I know, Lily, that this is a habit I need to break before you hear me and think it’s a woman’s place to atone for breathing, make amends for having a heart beat, repent for taking up space. So many of my apologies are to avoid conflict in the first place. I often believe if I don’t say them, no one else will, or think, deep down and in earnest, no matter what I do, there is a way I am to blame. From over-apologizing, I’ve lost my ability to distinguish between the moments when it is or isn’t truly my fault to claim.
This much, though, I know is true (and I relate, and dedicate these lessons, to a friend, Patricia, who sometimes apologizes like I do, and who, though she has different advice altogether about apologies, has taught me a lot about the way I look at my own):
1. Apologize when you mean it. Mean it wholeheartedly whenever you apologize.
2. It’s better to make amends in deed than in word. If you’ve hurt someone and you’re truly sorry, try like hell to remedy the situation.
3. Only when you can’t make some kind of physical restitution should you rely on words of apology solely. And even then, you should only do so, as they advise as one of the twelve steps of Alcoholics Anonymous, when to reach out to the person you’ve harmed WON’T do further damage.
4. With some people you’ve done wrong, your silence is the greater kindness. You’ll know when this is the truth. Don’t go against it.
5. An apology is better when paired with empathy. Attempt to get into the mindset of the injured party and really understand, not just what you’ve done, but how it’s affected them and why they feel the way they do. It’s not about what your intentions were, it’s about what their interpretations of your actions are.
6. In other words, let go of what you were trying to do. Apologize for what you’ve done.
7. To reiterate what Patricia said, an apology should never end with a retraction (i.e. “I’m sorry, but…”)
8. Just like you wouldn’t give a gift only to get one back, you can’t extract a deserved apology from another party by being the first to apologize yourself.

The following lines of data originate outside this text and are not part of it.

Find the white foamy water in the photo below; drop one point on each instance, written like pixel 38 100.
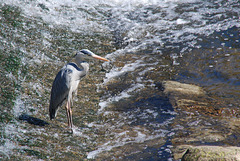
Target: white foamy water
pixel 147 29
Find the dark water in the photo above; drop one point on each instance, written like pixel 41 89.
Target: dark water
pixel 120 112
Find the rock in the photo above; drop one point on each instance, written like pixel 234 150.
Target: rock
pixel 205 153
pixel 173 87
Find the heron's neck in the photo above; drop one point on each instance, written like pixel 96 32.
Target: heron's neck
pixel 84 66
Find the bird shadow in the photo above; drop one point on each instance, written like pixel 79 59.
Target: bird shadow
pixel 33 120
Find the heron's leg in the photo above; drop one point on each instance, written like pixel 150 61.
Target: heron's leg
pixel 67 109
pixel 70 114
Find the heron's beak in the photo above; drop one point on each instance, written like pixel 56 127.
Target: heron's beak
pixel 99 57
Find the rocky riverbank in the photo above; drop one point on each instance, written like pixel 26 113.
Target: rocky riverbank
pixel 194 145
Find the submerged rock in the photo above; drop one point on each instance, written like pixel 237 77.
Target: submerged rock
pixel 202 153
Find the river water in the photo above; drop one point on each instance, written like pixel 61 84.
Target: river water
pixel 119 112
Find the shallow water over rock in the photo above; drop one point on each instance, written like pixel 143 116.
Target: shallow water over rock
pixel 121 111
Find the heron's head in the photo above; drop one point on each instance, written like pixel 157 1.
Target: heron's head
pixel 86 54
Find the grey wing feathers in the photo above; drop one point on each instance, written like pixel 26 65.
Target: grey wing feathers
pixel 59 92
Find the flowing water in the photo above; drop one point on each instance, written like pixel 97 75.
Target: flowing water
pixel 120 113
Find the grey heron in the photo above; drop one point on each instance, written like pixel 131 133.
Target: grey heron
pixel 66 83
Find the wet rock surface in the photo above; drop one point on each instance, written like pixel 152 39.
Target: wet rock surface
pixel 190 98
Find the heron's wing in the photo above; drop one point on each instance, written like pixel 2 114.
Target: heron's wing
pixel 60 90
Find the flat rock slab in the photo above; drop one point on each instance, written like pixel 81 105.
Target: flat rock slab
pixel 206 153
pixel 173 87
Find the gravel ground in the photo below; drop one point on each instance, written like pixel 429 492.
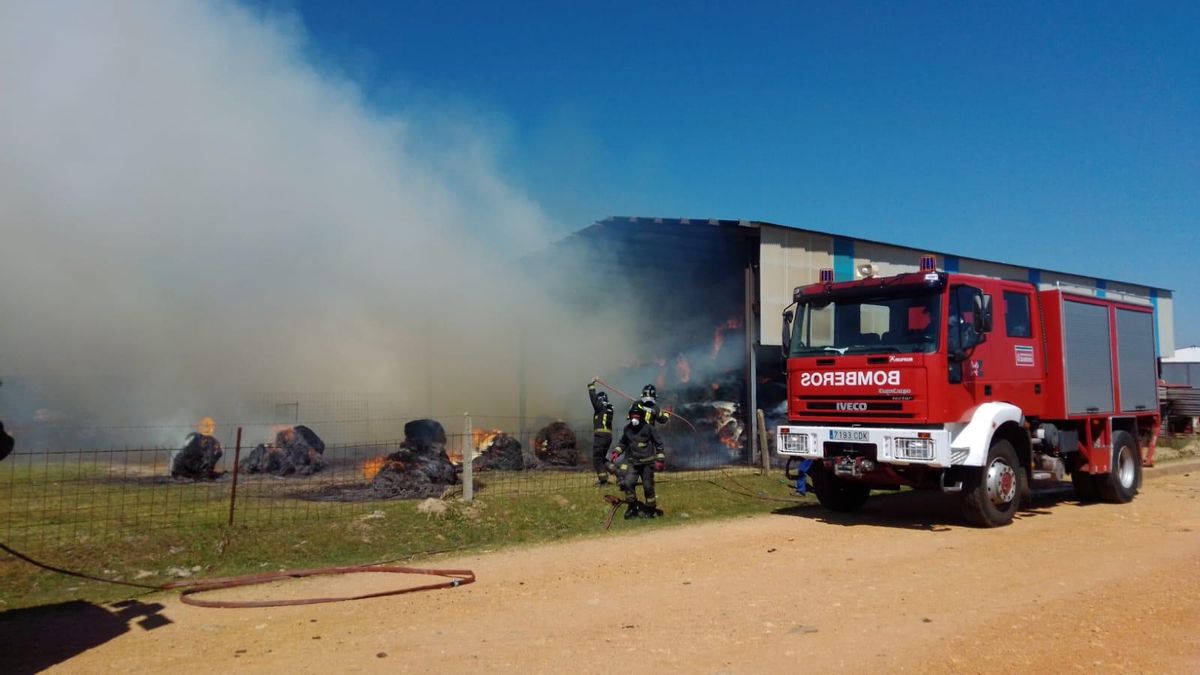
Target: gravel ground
pixel 901 586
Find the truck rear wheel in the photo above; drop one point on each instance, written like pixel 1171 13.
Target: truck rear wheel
pixel 837 494
pixel 991 493
pixel 1121 483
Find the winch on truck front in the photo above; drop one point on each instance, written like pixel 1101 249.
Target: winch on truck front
pixel 967 384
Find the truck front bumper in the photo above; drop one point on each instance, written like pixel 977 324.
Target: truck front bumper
pixel 929 447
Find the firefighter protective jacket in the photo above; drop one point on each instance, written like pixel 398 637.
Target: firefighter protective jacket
pixel 652 408
pixel 601 413
pixel 641 444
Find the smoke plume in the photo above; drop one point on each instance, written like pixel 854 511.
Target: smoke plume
pixel 193 213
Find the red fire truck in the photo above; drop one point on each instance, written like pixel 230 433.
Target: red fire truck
pixel 966 384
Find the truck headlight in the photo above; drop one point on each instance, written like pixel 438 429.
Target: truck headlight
pixel 792 442
pixel 915 448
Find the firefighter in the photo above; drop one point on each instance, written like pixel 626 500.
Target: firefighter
pixel 649 401
pixel 601 431
pixel 640 455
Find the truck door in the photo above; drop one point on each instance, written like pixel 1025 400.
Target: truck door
pixel 966 347
pixel 1015 348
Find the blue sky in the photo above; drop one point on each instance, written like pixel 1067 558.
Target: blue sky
pixel 1057 136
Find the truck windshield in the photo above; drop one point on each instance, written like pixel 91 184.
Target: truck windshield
pixel 868 324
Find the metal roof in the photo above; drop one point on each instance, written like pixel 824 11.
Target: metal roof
pixel 759 223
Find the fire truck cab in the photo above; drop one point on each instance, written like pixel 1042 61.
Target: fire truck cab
pixel 967 384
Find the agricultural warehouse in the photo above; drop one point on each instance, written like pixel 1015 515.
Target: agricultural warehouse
pixel 720 285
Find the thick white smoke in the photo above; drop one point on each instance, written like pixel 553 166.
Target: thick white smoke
pixel 191 211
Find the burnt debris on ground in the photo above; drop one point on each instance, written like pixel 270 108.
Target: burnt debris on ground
pixel 555 446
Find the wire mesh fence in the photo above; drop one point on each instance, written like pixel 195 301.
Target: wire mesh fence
pixel 91 495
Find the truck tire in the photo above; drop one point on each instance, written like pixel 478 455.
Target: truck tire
pixel 837 494
pixel 991 494
pixel 1121 483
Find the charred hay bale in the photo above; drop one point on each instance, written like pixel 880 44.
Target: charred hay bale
pixel 555 444
pixel 425 432
pixel 197 459
pixel 297 451
pixel 414 475
pixel 503 453
pixel 301 451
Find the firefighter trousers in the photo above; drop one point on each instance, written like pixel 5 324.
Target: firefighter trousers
pixel 629 482
pixel 600 443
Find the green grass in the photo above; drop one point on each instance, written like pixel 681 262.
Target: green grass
pixel 306 533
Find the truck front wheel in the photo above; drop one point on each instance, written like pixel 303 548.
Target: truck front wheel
pixel 837 494
pixel 991 493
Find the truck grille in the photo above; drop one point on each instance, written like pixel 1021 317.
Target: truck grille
pixel 864 407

If someone else has wronged you, and you truly believe you didn’t contribute to the conflict even a little bit, do your mother a favor and do as I say, not as I do. Don’t apologize in that situation (if you can help it.)
9. And this one I’m stealing directly from your “Auntie Patricia”:
“[An apology] does not take away from the lesson to be learned [on your] part in the situation.”
It’s your responsibility not just to be sorry, but to learn how to do better. It’s your responsibility not just to fix the harm you’ve done, but to prevent the same kind of thing from happening the next time around.
10. Don’t be, like your mother, the girl who cried sorry, or, even when you are, people may not believe it. When you’re sorry, the last thing you want is for others to question your credibility.
If all else fails, you can always rely on humor.
Your father and I know each other so well and have swapped hurt feelings and bruised egos for so long, we now know what the other can and can’t do to make amends. And when we’ve made the same foolhardy mistake for the millionth time against one another, we turn to the philosophical wisdom of Homer Simpson and apologize in this manner:
“Well EXCUSE me for having MAJOR flaws that I DON’T work on.”